One of our friends sent us this great New Yorker article about something we use every day in our framing studio: compo! Compo is the doughy moldable material we use to produce some of the intricate raised designs and patterns on our carved frames. Its soft and pliable when first mixed but becomes super hard when left to dry. Like the American Wood Column Corp. mentioned in the article, we can select from thousands of molds in APF Munn’s inventory to create the intricate designs of flowers, leaves, shells, beads and rope needed to create a certain design which, after being gilded, have the same rigid qualities as the wood they mimic.
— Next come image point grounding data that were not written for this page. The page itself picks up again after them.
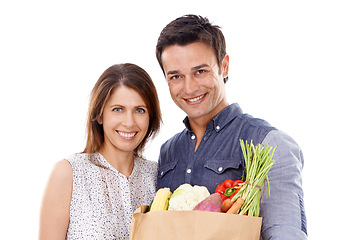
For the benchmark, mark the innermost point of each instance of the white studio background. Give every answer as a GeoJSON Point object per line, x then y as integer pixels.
{"type": "Point", "coordinates": [285, 67]}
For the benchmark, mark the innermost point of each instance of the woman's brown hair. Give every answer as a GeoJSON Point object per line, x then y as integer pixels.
{"type": "Point", "coordinates": [131, 76]}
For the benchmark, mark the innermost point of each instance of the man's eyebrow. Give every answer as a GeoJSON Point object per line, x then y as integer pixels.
{"type": "Point", "coordinates": [199, 66]}
{"type": "Point", "coordinates": [173, 72]}
{"type": "Point", "coordinates": [192, 69]}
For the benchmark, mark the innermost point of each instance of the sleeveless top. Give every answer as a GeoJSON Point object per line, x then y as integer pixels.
{"type": "Point", "coordinates": [103, 199]}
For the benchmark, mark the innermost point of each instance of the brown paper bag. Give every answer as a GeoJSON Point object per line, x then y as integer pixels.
{"type": "Point", "coordinates": [199, 225]}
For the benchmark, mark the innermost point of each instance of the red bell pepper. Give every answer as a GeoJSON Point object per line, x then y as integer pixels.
{"type": "Point", "coordinates": [229, 188]}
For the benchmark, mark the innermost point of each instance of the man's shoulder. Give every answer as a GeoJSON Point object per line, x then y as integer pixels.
{"type": "Point", "coordinates": [174, 140]}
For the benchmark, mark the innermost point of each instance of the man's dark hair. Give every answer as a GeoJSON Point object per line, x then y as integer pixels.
{"type": "Point", "coordinates": [189, 29]}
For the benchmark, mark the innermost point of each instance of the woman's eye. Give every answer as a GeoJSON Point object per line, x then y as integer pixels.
{"type": "Point", "coordinates": [140, 110]}
{"type": "Point", "coordinates": [200, 71]}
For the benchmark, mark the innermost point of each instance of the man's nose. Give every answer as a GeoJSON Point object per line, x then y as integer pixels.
{"type": "Point", "coordinates": [190, 85]}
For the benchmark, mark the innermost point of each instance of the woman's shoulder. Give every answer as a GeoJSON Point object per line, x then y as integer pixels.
{"type": "Point", "coordinates": [147, 164]}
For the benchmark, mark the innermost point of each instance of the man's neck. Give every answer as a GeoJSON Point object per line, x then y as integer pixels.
{"type": "Point", "coordinates": [199, 125]}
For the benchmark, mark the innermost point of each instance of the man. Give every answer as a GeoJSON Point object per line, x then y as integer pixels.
{"type": "Point", "coordinates": [192, 54]}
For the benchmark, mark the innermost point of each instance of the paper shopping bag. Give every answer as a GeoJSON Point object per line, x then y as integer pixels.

Compo (short for composition ornament) has been used in picture framing since the Baroque period but was initially developed as a substitute for carved interior ornaments in the 18thcentury. It’s usually made from a recipe of sawdust, whiting and glue, which is the adhesive used to mount the final molded piece to a surface. Once in the mold, the mixture is “cooked” in a small oven to remove most of its moisture. Small ornaments for frame corners are sometimes even called “cookies” because of their toasted color and freshly baked appearance but they are strictly not for eating! While the compo is still warm it is curved or depressed around frame corners or panel where it adheres and hardened to the frame surface that can then be sanded and gessoed to match the rest of its wooden parts.
So happy to see some of our traditional and time tested materials get some press!